Hola, gracias por compartir tu experiencia de forma tan abierta. Lo que describes es mucho más común de lo que crees, y no estás solo en esto. La dificultad para tomar decisiones, incluso las más pequeñas, puede estar relacionada con varios factores como la ansiedad, el perfeccionismo o incluso ciertas maneras de procesar la información que no se ajustan al modelo más lineal que a veces se da por sentado. Si sientes que tu mente da vueltas, se enreda, vuelve sobre lo mismo una y otra vez, puede que estés experimentando lo que se llama pensamiento rumiativo o en bucle, que aparece frecuentemente con la ansiedad o en personas que tienen una mente muy activa y creativa, a veces asociada también a formas de neurodivergencia.
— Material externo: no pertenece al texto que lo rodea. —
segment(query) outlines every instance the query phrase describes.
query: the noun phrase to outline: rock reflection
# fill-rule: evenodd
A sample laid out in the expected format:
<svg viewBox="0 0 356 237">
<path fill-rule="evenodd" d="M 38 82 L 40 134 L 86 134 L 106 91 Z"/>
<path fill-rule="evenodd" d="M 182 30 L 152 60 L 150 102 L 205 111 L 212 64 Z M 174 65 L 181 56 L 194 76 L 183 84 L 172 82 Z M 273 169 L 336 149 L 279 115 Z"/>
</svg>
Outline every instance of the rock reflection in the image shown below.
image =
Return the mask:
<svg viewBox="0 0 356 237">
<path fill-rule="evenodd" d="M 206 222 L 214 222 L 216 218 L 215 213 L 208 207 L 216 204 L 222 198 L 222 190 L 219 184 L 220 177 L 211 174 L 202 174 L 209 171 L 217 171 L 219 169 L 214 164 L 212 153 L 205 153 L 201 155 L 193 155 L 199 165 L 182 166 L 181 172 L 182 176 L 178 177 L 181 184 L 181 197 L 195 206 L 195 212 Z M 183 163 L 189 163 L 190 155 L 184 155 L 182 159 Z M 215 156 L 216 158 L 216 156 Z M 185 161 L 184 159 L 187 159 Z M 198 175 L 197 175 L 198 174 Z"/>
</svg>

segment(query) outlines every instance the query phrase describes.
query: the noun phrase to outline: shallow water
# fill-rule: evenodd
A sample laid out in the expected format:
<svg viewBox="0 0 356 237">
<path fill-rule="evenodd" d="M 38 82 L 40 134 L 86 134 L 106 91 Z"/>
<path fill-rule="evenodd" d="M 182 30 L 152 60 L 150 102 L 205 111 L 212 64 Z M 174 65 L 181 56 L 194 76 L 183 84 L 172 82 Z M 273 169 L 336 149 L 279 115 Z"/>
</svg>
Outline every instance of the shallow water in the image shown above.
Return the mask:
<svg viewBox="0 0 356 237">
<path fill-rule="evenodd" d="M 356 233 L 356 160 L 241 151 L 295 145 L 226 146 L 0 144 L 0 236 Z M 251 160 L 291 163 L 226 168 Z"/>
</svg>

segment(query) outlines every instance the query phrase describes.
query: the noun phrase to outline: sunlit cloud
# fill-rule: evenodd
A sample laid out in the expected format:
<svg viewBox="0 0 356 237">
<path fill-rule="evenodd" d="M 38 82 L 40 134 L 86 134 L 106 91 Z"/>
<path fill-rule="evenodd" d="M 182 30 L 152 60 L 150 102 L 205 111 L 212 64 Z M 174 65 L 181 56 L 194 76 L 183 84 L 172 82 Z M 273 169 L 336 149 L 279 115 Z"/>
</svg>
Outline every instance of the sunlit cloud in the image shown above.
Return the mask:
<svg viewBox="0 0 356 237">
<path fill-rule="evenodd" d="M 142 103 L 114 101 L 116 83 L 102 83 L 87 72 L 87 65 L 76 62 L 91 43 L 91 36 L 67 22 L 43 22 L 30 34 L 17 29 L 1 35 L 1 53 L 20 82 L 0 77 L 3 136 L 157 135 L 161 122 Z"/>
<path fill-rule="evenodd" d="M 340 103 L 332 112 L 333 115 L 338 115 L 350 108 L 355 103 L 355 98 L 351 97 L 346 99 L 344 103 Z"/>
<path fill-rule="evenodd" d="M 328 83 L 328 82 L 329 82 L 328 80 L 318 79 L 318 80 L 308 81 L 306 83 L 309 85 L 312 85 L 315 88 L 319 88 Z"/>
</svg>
Sentir una «cruda emocional» después de tomar decisiones también puede ser señal de lo exigente que estás siendo contigo, como si después de elegir algo, viniera una oleada de autocrítica o duda que no te deja en paz. Este tipo de sensación muchas personas la atribuyen a una especie de cansancio emocional porque tomar decisiones constantemente con tanto peso es desgastante. Es importante empezar a notar cómo estas decisiones te están pesando, no porque sean en sí mismas complejas, sino por el nivel de presión interna que estás manejando.
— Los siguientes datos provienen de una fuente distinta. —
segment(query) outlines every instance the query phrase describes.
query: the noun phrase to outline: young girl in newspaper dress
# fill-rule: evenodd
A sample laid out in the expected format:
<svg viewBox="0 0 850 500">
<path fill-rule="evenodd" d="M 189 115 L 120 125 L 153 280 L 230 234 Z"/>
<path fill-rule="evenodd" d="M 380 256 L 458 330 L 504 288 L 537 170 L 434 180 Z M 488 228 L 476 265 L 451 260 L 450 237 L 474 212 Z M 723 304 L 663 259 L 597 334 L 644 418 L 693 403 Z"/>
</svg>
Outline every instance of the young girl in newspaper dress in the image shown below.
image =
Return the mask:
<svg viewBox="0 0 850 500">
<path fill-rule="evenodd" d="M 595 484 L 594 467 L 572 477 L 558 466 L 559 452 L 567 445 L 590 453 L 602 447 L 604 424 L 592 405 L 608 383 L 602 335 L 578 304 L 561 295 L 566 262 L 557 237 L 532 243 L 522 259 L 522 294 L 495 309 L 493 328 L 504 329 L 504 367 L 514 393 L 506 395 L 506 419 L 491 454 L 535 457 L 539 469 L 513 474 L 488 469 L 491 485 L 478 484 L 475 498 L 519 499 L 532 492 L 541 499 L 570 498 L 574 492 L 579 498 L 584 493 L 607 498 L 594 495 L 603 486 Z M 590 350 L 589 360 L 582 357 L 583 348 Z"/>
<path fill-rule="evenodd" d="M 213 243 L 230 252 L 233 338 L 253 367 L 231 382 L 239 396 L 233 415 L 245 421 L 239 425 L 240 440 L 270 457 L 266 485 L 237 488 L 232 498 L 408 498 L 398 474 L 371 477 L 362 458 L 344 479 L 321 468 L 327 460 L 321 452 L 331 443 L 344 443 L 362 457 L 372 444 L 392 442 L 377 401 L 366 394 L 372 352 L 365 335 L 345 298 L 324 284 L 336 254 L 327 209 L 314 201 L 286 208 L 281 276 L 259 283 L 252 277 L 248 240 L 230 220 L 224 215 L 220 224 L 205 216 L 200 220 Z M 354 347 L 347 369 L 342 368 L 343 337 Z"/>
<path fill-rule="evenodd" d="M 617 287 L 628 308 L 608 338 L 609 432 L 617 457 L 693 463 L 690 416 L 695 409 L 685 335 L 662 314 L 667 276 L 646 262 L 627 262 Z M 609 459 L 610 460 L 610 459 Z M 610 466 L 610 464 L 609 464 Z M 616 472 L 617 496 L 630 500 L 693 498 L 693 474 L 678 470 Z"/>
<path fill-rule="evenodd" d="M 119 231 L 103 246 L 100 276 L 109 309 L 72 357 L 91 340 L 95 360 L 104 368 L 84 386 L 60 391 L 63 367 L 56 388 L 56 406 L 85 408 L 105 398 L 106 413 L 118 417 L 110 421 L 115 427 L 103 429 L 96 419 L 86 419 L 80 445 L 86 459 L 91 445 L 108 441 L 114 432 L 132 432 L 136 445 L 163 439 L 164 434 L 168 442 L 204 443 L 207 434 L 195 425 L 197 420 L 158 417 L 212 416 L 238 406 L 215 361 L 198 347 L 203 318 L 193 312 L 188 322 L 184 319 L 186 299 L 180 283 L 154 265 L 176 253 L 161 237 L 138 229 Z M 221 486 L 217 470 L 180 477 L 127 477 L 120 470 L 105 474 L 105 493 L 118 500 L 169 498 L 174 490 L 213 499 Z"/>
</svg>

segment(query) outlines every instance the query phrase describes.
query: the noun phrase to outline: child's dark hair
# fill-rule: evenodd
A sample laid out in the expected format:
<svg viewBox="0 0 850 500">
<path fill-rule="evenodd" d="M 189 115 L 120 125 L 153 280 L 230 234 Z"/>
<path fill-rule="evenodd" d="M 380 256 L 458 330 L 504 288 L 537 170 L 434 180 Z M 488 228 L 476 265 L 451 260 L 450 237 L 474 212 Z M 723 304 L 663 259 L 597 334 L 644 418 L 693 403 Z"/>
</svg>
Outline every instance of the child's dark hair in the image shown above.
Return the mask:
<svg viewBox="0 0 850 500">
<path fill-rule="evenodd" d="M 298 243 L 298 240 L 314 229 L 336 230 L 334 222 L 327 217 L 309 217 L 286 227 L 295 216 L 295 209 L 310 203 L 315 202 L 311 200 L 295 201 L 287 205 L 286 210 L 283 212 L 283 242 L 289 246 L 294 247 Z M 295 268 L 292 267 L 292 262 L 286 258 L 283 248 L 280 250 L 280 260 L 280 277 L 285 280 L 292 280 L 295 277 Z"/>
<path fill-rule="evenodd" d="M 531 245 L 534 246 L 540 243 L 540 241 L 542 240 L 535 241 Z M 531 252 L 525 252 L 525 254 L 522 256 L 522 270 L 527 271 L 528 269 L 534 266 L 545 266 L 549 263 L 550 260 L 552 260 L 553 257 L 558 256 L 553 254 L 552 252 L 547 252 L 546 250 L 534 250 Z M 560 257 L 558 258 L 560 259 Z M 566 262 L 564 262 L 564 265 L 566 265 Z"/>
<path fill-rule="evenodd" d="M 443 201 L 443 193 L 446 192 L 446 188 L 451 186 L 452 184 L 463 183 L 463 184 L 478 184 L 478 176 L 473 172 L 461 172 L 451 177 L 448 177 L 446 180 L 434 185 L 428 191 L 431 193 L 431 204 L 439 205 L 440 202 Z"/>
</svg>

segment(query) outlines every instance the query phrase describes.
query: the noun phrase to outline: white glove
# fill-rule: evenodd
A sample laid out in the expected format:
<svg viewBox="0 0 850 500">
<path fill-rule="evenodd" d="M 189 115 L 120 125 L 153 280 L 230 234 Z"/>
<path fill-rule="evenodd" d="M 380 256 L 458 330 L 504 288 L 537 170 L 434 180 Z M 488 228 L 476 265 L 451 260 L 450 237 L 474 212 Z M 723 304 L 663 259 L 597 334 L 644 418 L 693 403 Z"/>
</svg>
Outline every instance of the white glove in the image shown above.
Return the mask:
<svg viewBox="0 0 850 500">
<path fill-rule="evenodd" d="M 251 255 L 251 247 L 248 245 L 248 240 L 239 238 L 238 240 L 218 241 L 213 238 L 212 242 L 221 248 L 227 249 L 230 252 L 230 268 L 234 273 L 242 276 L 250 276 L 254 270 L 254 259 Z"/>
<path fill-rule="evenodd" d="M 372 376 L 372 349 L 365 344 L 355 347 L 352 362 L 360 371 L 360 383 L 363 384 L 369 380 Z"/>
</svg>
Existen estrategias que pueden ayudarte, incluso si tu forma de pensar no es lineal. A veces se trata de encontrar maneras más visuales o creativas de ordenar las opciones, darte permiso para equivocarte y reducir la cantidad de decisiones que tomas al día, especialmente las menores. También puede servir mucho conversar estas dinámicas en espacios terapéuticos, donde puedes mirarlas desde una perspectiva más compasiva y aprender a confiar más en tus elecciones. Lo bonito de todo esto es que entenderte mejor es el primer paso para cuidarte diferente. Ánimo, estás en el camino correcto al buscar respuestas y explorar tu mundo interno con tanta honestidad.